There was a small black dot at the center of the O. The magnetic decoration came off easily, and I turned it over in my hand. “It’s your tracker. We’ve been chasing this cat?”
Scarlett peeled away, bowing her head and carrying on a muted conversation with her team over their earpieces. Malcolm joined her.
Jayce absently stroked the cat. “They’re not having any luck finding Noah.”
“Is Brie sure it was him?” I stuffed the tracker into my pocket. Apparently, we hadn’t hired the best heist crew. “What if someone else saw you put the tracker on the dragonfly’s head?”
“Not likely.” She blew a raspberry. “And your face is bleeding.”
With the pounding at the back of my skull, I’d barely registered the throbbing across my temple. I tapped a finger at the spot where the cat had clawed me, coming away with blood. It was already sticky. “Fucking cat.”
“No less than you deserve for that bullshit move.”
“Maybe you didn’t attach it securely. Maybe it fell on the floor and—”
“Are you honestly suggesting this cat was wandering around upstairs and no one noticed?” She placed the cat on the counter, its purring growing louder as she stroked its head.
“Why not? You’re suggesting a ghost snuck past us, took the tracker off—a tracker, you claim no one saw you put in place—and attached it to the cat’s collar?”
“Chaos!” She flung an arm in the air, not disguising her irritation. “It’s all part of his plan. Get us running around this building while he makes off with the chip.”
“If it was really part of his plan…” Something wasn’t adding up. It was all too convenient. There was another level to this job. “This isn’t a random cat. He brought the cat, knowing the tracker would be on the dragonfly’s head. He planned it so he could put the tracker on the cat.”
Jayce’s hand froze on the cat’s back. “If Noah did all that, he had to be privy to our plans. Who had access? Who knew about the tracker?”
“Your team. My team.” Who else was there when Jayce ran through her plans yesterday afternoon? Everyone had been moving around the space. “Liana? Her staff? The carpenters?”
“Liana said no to the tracker.” Jayce grew serious, her irritation with me replaced by an intense focus. “Our teams were there—except for Zaria—and Liana. That was it. Even if someone had been listening in, they would have heard Liana decline.”
I picked my phone up off the floor. “Whether or not Brie genuinely saw Noah, he’s not behind this.”

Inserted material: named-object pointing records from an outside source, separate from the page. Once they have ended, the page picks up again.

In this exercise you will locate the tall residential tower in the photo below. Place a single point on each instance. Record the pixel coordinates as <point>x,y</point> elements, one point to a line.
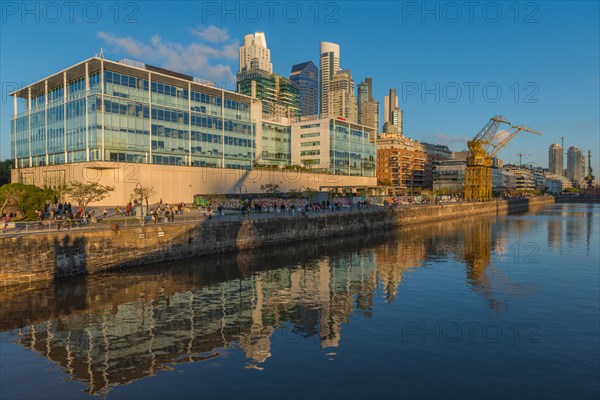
<point>392,114</point>
<point>306,78</point>
<point>330,65</point>
<point>368,107</point>
<point>575,166</point>
<point>555,159</point>
<point>254,54</point>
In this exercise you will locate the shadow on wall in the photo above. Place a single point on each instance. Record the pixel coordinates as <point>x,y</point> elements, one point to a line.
<point>517,206</point>
<point>70,256</point>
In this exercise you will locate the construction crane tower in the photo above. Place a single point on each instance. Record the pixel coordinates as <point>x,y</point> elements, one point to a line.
<point>482,149</point>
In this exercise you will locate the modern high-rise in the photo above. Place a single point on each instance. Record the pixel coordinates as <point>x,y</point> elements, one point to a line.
<point>127,111</point>
<point>334,146</point>
<point>255,54</point>
<point>330,65</point>
<point>123,123</point>
<point>555,159</point>
<point>342,102</point>
<point>392,114</point>
<point>279,96</point>
<point>306,78</point>
<point>368,107</point>
<point>576,166</point>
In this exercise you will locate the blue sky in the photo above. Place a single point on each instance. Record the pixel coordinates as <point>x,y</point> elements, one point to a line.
<point>454,64</point>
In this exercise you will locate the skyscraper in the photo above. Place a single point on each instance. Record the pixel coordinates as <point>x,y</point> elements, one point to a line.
<point>306,78</point>
<point>392,114</point>
<point>368,107</point>
<point>555,159</point>
<point>342,102</point>
<point>254,54</point>
<point>279,96</point>
<point>330,65</point>
<point>575,166</point>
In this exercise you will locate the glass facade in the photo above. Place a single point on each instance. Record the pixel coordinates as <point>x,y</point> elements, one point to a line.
<point>136,117</point>
<point>351,152</point>
<point>276,144</point>
<point>306,78</point>
<point>279,96</point>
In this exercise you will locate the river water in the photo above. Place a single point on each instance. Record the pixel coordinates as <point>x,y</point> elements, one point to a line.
<point>486,307</point>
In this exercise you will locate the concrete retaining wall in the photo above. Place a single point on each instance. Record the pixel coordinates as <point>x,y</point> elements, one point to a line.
<point>37,257</point>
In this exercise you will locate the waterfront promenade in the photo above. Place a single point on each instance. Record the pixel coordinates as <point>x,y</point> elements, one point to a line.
<point>190,215</point>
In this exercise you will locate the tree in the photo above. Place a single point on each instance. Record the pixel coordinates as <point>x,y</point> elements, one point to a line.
<point>25,198</point>
<point>86,193</point>
<point>144,193</point>
<point>10,195</point>
<point>5,167</point>
<point>270,188</point>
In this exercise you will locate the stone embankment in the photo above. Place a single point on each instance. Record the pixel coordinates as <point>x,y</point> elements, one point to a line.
<point>38,257</point>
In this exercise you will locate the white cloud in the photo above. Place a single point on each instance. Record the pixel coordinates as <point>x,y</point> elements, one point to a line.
<point>196,59</point>
<point>211,34</point>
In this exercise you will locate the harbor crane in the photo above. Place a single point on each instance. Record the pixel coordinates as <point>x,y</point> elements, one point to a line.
<point>520,155</point>
<point>482,149</point>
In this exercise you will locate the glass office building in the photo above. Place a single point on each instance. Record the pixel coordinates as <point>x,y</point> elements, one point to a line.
<point>276,143</point>
<point>128,111</point>
<point>334,146</point>
<point>279,96</point>
<point>306,77</point>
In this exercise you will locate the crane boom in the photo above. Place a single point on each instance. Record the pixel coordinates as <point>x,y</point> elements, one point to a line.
<point>516,129</point>
<point>484,146</point>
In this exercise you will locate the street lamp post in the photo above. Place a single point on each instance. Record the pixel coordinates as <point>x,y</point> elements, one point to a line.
<point>240,198</point>
<point>141,207</point>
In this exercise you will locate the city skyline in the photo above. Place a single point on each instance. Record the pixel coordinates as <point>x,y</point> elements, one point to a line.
<point>566,94</point>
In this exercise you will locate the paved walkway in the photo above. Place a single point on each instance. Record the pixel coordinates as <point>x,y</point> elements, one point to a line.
<point>193,215</point>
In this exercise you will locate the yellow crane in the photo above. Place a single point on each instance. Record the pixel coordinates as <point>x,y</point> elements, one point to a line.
<point>482,149</point>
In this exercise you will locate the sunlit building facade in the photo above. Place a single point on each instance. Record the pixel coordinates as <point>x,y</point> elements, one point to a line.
<point>306,78</point>
<point>128,111</point>
<point>335,146</point>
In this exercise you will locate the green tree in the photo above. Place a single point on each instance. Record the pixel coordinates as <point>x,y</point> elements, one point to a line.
<point>86,193</point>
<point>5,168</point>
<point>34,198</point>
<point>270,188</point>
<point>144,193</point>
<point>25,198</point>
<point>10,194</point>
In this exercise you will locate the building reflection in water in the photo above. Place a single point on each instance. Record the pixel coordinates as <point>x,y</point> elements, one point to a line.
<point>112,329</point>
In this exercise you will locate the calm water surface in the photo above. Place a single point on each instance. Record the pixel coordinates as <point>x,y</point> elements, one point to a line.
<point>498,307</point>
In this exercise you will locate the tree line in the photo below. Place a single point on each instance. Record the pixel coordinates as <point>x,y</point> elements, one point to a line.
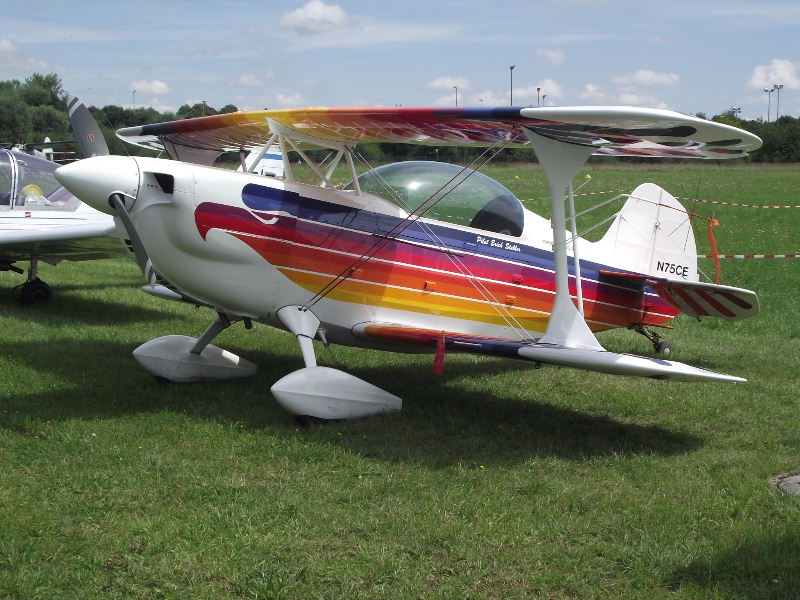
<point>36,108</point>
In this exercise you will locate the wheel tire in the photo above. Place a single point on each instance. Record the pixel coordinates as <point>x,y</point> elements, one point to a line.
<point>35,292</point>
<point>664,348</point>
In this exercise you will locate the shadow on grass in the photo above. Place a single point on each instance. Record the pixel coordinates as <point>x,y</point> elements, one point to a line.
<point>441,424</point>
<point>68,309</point>
<point>761,566</point>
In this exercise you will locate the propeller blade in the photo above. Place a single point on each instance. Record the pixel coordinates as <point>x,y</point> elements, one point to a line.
<point>87,131</point>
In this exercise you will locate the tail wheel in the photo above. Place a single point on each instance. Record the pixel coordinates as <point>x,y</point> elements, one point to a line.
<point>34,291</point>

“If Noah’s here, heisbehind it.”
I pointed at the cat with my phone, which was greeted by a hiss. Stupid cat. “He’s part of an inside job.”
“Are you accusing my team of something?.” Not only was she in touch with all of her teammates—meaning they couldn’t have snuck around and stolen anything without her knowing—but she trusted them implicitly.
Must’ve been nice.
“I’m not.” I huffed out a breath. If it was an inside job, her team wasn’t behind it—it was either someone from mine or the security team. Rav and Malcolm had done background checks, but they could have missed something. “Is Brie having any luck with the cameras? Or our comms?”
“Will’s working on the comms. He thinks he’s almost got it. Rav and Brie are hacking directly into the cameras, rather than piggybacking off Craig’s signal.”
“Where’s Zaria?”
Jayce conveyed the question to her team, and Scarlett looked over from across the room. “With Emmett. They went back to the patio to monitor comings and goings.”
“Still no sign of Wyatt?”
Her mouth opened and hung there. Good. It wasn’t just me. She was coming to the same conclusion. “He’s not in trouble, is he?”
“He knew about the tracker, knew all of our planned movements, knew every one of the staff on the security team.”
Jayce began walking backward toward the stairwell. “We need to ask the security team if he left.”
I kept up with her, increasing my speed the farther we got. “His little ploy? Calling me just before he was attacked? It was nothing more than that—a ploy. The guard working the stairs went to look for him and that camera’s down. He had full access to the emergency stairwell.”
Jayce spun toward the door, picking up to a jog. “If he left through the emergency exit, it would’ve triggered an alarm.”